Il Cerchio magico: Chi ha paura dell’aria aperta?

Siamo nel pieno della stagione estiva, il periodo dell’anno nel quale siamo più portati a trascorrere del tempo all’aperto e stavo riflettendo su quanto poco in Italia siamo in grado di promuovere il contatto diretto con la natura. Da ammiratrice, neanche tanto segreta, della coppia presidenziale canadese, non mi è sfuggito quanto frequentemente  Justin e Sophie Trudeau promuovano gite nei parchi, vita di campeggio, passeggiate  e pagaiate, mentre pare i nostri politici quando non sono fotografati in giacca e cravatta nei palazzi romani di solito sono paparazzati sugli yacht e mi sono chiesta se questo non sia un segno della fatica profonda che noi italiani facciamo, sempre di più, per uscire dalle nostre case.

Si parla tanto della vita sedentaria di cui soffriamo, ma mai della vita all’aria aperta di cui ci priviamo e le due cose non coincidono perché l’attività fisica possiamo esercitarla (e così è nella maggioranza dei casi) nel chiuso di una palestra, mentre stare nella natura può voler dire anche farsi un bel sonno distesi su un prato. Si tratta quindi di una difficoltà diversa da quella di muoversi e consiste nel lasciare i contesti puliti e disinfettati nei quali siamo così a nostro agio, per trovarci a contatto con ciò che non è esattamente in nostro potere determinare.

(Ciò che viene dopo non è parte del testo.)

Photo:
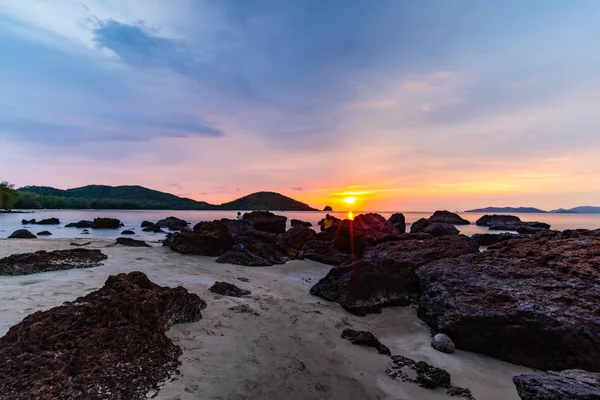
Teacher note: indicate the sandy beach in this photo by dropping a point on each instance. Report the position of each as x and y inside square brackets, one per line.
[290, 348]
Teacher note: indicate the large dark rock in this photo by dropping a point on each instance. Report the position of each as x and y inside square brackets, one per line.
[488, 239]
[447, 217]
[173, 223]
[228, 289]
[433, 228]
[565, 385]
[132, 242]
[266, 221]
[22, 234]
[386, 277]
[497, 219]
[365, 338]
[397, 222]
[110, 344]
[42, 261]
[106, 223]
[530, 301]
[207, 239]
[49, 221]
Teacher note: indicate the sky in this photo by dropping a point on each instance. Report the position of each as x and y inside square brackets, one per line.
[403, 105]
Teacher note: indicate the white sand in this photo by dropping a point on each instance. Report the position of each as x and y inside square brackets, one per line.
[292, 350]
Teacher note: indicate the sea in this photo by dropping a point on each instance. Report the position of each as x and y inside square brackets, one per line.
[132, 219]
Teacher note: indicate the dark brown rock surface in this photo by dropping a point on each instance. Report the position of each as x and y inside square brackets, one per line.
[110, 344]
[42, 261]
[530, 301]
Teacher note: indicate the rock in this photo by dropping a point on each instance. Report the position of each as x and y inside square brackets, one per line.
[228, 289]
[325, 252]
[266, 221]
[294, 239]
[497, 219]
[22, 234]
[106, 223]
[153, 228]
[241, 257]
[49, 221]
[443, 343]
[207, 239]
[110, 344]
[448, 217]
[433, 228]
[132, 242]
[173, 224]
[488, 239]
[42, 261]
[365, 338]
[386, 275]
[531, 301]
[295, 222]
[397, 222]
[565, 385]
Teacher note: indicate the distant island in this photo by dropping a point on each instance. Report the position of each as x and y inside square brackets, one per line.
[524, 210]
[141, 198]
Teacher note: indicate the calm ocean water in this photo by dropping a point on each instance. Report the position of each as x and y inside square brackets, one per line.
[132, 220]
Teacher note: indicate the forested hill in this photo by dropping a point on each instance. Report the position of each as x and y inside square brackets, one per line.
[266, 201]
[141, 198]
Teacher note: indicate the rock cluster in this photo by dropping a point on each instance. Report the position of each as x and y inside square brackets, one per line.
[110, 344]
[42, 261]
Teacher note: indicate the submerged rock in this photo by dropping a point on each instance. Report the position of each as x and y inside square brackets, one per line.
[365, 338]
[448, 217]
[110, 344]
[565, 385]
[132, 242]
[42, 261]
[531, 301]
[228, 289]
[22, 234]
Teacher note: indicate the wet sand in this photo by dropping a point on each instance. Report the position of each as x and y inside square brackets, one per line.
[291, 350]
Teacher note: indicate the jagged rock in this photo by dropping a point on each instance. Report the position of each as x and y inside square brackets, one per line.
[173, 224]
[531, 301]
[442, 342]
[397, 222]
[488, 239]
[22, 234]
[105, 223]
[433, 228]
[386, 275]
[497, 219]
[110, 344]
[207, 239]
[266, 221]
[448, 217]
[365, 338]
[132, 242]
[42, 261]
[228, 289]
[295, 222]
[565, 385]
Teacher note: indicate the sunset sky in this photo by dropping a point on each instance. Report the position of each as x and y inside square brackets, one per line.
[404, 105]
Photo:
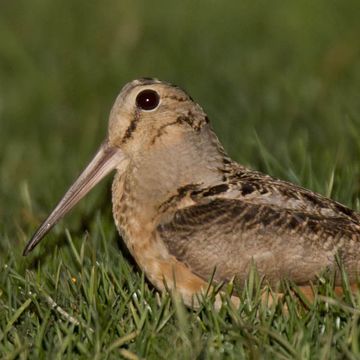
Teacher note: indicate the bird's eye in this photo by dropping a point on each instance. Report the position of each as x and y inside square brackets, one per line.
[147, 99]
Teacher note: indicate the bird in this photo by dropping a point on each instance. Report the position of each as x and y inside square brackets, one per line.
[189, 214]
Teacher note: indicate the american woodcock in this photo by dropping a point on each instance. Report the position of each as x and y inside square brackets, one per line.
[188, 213]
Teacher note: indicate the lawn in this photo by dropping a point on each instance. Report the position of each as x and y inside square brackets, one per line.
[280, 82]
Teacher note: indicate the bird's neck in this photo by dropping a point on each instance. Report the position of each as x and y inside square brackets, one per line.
[166, 167]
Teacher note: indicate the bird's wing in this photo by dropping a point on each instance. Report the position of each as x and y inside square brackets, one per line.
[294, 241]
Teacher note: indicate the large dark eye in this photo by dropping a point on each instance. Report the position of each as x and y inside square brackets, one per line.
[147, 99]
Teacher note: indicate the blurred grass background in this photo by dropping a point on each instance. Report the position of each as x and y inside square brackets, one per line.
[280, 82]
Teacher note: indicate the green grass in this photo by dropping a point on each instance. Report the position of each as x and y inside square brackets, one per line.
[281, 84]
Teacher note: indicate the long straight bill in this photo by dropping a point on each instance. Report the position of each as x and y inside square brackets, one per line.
[105, 160]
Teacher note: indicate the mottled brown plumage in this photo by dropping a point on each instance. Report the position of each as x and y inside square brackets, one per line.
[184, 208]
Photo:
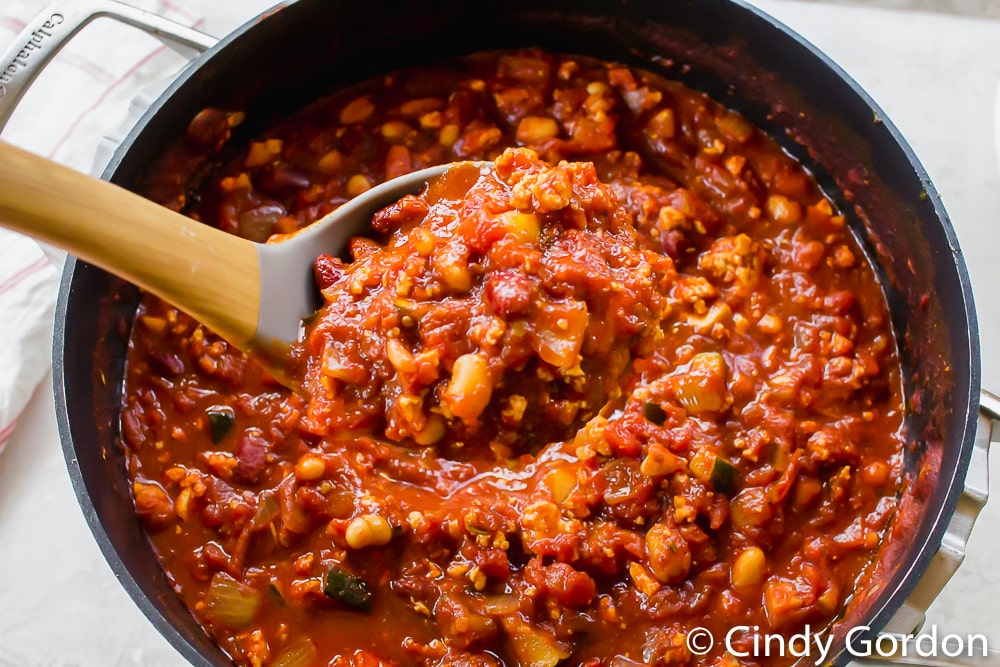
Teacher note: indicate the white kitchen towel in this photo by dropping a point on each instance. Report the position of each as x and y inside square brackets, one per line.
[82, 96]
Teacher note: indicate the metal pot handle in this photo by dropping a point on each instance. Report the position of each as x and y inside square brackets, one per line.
[910, 616]
[48, 32]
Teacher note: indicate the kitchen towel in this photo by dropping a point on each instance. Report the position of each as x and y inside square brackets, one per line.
[82, 96]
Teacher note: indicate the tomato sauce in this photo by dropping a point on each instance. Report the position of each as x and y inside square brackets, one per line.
[632, 378]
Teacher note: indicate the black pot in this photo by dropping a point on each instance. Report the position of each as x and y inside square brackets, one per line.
[273, 65]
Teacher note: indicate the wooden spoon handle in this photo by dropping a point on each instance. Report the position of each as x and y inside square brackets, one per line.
[211, 275]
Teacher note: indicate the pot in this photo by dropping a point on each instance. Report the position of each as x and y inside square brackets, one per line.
[298, 52]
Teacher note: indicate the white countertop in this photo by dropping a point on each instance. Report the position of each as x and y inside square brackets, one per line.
[935, 76]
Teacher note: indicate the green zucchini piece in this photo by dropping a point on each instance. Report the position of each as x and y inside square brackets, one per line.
[345, 587]
[654, 413]
[723, 477]
[220, 420]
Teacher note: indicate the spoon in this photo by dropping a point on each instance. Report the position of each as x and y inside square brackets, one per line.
[252, 294]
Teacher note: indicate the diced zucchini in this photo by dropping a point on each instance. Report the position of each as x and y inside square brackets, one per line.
[654, 413]
[300, 654]
[220, 420]
[230, 603]
[345, 587]
[724, 476]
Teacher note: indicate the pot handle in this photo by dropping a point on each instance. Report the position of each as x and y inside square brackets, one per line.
[910, 616]
[48, 32]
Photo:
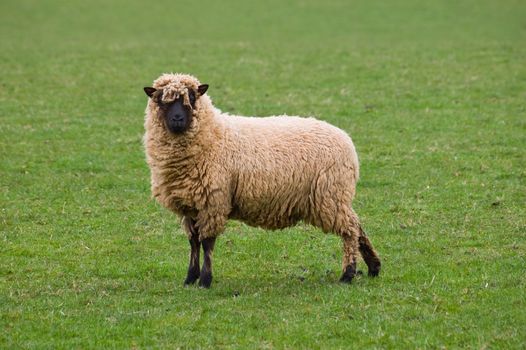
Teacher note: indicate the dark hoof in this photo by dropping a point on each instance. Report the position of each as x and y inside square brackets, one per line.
[348, 274]
[374, 270]
[205, 281]
[191, 278]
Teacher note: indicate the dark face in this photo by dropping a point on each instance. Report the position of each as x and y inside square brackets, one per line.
[176, 116]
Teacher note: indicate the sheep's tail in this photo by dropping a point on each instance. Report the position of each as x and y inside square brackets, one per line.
[369, 255]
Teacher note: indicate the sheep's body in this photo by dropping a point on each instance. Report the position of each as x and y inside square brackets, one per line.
[269, 172]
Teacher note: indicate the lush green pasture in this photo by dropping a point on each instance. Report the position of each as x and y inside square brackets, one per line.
[433, 94]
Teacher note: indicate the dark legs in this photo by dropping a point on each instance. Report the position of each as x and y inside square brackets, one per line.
[205, 275]
[206, 272]
[369, 254]
[350, 251]
[193, 267]
[354, 240]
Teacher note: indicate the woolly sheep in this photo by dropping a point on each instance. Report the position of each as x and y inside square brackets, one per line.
[208, 167]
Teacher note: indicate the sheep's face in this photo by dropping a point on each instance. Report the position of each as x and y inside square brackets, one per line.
[176, 107]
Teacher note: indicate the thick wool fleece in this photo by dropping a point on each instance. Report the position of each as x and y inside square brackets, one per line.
[269, 172]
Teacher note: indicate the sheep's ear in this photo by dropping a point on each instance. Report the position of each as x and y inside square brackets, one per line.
[201, 89]
[149, 91]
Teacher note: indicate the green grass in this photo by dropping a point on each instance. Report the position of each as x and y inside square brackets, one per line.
[433, 94]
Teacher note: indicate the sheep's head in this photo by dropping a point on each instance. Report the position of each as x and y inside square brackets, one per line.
[176, 96]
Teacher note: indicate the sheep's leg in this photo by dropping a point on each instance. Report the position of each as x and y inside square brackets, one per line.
[206, 272]
[193, 238]
[369, 254]
[350, 252]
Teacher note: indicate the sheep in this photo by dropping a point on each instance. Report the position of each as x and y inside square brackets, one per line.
[207, 167]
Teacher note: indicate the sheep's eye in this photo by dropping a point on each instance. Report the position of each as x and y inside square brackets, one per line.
[191, 95]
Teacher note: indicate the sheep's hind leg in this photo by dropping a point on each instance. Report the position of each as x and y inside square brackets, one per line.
[195, 245]
[206, 272]
[369, 254]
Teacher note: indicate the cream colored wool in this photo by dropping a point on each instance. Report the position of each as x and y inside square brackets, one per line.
[268, 172]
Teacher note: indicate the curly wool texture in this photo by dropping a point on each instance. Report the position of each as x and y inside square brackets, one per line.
[269, 172]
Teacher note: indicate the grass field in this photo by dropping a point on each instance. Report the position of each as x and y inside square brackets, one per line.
[433, 94]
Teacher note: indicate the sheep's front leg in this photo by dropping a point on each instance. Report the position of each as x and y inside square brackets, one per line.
[369, 254]
[350, 252]
[193, 238]
[206, 272]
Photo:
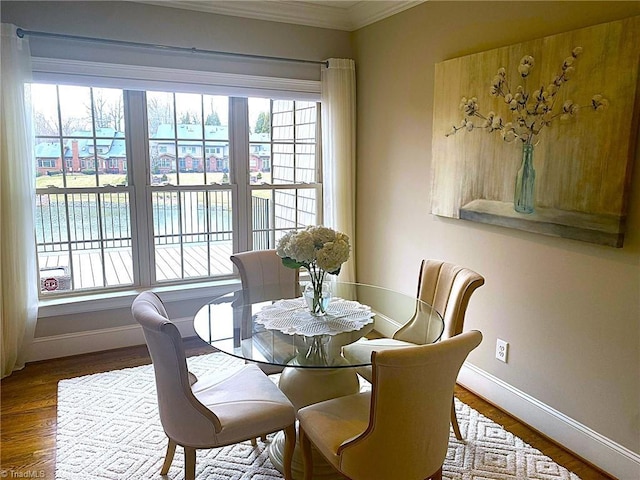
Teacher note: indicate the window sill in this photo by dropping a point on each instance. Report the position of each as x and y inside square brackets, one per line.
[67, 305]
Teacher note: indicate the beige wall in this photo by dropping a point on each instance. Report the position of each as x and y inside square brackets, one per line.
[135, 22]
[570, 310]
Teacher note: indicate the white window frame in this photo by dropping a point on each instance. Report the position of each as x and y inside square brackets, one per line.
[135, 77]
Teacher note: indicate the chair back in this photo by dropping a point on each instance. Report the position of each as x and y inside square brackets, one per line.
[184, 419]
[446, 287]
[408, 432]
[264, 277]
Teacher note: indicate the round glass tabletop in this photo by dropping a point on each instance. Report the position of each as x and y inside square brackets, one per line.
[260, 326]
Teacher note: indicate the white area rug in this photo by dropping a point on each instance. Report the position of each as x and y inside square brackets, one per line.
[108, 428]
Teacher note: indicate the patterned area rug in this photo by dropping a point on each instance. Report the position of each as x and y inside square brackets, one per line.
[108, 428]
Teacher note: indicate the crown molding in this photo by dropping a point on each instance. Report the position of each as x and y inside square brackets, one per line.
[337, 15]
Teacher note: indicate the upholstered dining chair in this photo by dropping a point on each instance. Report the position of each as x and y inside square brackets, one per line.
[446, 287]
[400, 429]
[264, 278]
[214, 410]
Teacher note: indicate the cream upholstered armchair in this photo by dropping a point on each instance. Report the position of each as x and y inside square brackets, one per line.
[264, 278]
[214, 410]
[446, 287]
[401, 428]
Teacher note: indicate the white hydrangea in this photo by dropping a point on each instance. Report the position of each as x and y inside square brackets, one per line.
[315, 247]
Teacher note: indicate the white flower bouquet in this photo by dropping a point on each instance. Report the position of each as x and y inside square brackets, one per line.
[320, 250]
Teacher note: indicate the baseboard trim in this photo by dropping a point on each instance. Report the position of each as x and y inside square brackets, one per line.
[45, 348]
[597, 449]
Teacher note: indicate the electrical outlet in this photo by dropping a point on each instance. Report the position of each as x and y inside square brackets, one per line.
[502, 350]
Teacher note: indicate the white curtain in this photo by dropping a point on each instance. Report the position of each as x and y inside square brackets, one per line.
[339, 152]
[18, 270]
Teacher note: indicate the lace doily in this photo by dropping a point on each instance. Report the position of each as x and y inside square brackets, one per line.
[292, 317]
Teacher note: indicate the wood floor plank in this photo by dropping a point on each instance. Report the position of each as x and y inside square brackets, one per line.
[28, 412]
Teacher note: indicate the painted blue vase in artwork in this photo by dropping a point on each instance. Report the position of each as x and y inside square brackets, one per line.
[524, 195]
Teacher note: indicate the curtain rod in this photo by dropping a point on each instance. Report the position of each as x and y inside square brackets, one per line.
[21, 33]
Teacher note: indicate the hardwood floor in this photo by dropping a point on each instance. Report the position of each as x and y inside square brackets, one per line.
[29, 411]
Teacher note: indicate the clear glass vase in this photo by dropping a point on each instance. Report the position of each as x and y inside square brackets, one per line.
[318, 296]
[524, 195]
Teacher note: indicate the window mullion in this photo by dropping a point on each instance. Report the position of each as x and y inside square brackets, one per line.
[239, 166]
[141, 215]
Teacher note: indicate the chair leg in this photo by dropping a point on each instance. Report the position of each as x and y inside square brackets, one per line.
[189, 463]
[307, 461]
[454, 421]
[289, 446]
[168, 458]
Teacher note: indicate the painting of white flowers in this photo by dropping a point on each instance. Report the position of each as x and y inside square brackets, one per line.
[541, 136]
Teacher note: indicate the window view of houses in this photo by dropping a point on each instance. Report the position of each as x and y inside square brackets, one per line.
[183, 151]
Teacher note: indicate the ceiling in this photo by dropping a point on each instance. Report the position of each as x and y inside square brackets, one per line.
[340, 14]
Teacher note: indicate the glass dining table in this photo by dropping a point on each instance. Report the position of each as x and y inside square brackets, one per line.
[258, 325]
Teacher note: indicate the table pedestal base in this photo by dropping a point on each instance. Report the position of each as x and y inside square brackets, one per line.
[305, 386]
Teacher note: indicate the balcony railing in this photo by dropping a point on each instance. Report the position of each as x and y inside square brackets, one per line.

Anche i nostri bambini di città conoscono poco tutto ciò che non è piastrellato e cementificato: ho in mente bambini spaventati dall’erba dei prati, altri impauriti oltre misura dalla presenza di insetti; le nostre scuole faticano a farli uscire all’aperto per tante ragioni di ordine economico e burocratico, ma anche come famiglie spesso non creiamo queste opportunità che non costano nulla e offrono molto. Credo che il discorso che facevo all’inizio sull’esempio del primo ministro canadese non sia campato per aria: i politici  ci rappresentano e questo significa anche che dicono qualcosa di noi! E quel che raccontano con i loro tailleur e completi doppiopetto  è un’Italia ingessata, che lascia la natura a chi ha “passioni particolari” (come l’alpinismo o la vela ad esempio) e per il resto sta benissimo in città o in paesaggi completamente ridisegnati dagli uomini come gli stabilimenti balneari e le piste da sci. Non credo sia preoccupante, ma forse è triste e l’estate può essere il momento giusto per ricordarsene e fare quel che i cartoni animati preferiti di mia figlia sempre raccomandano “state all’aperto, osservate la natura e imparerete tante cose interessanti”, vale per i nostri bambini, ma anche per noi.